I think I am stuck with the following statement that I read on the Encyclopedia of Mathematics website regarding Isotropy representations:
"If $G$ is a Lie group acting smoothly and transitively on $M$ then the tangent space $T_xM$ to a point of the manifold can be naturally identified with the space $\mathfrak{g} / \mathfrak{g}_x$ where $\mathfrak g$ and $\mathfrak g_x$ stand for the Lie algebra of $G$ respectively the isotropy subgroug $G_x$."

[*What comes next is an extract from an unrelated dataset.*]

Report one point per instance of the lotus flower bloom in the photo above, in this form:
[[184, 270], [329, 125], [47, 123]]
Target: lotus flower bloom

Now if I let $S^1 \cong SO(2) = \left\{\left(\begin{matrix}\cos \theta & - \sin \theta& 0 \\ \sin\theta & \cos \theta & 0 \\ 0 & 0 & 1 \end{matrix}\right) \colon \theta \in \mathbb R\right\}$ act on the sphere $S^2$ via $(A,x) \mapsto Ax$ then the isotropy subgroup of the northpole $N = (0,0,1)$ is all of $S^1$, that is $\mathfrak{g}_N = \mathfrak{g}$ and so the above identification statement says that $$ T_NS^2 \cong \mathfrak{g} / \mathfrak{g} = \{e\} $$ But this cannot be true since $T_NS^2 \cong \mathbb{R}^2$ where the right hand side is a one - point set .. what am I missing ?
The hypothesis of the statement is that $G$ acts transitively on $M$, meaning that for any $p,q\in M$ there exists $g\in G$ such that $g\centerdot p=q$. In your example, $S^1$ does not act transitively on $S^2$.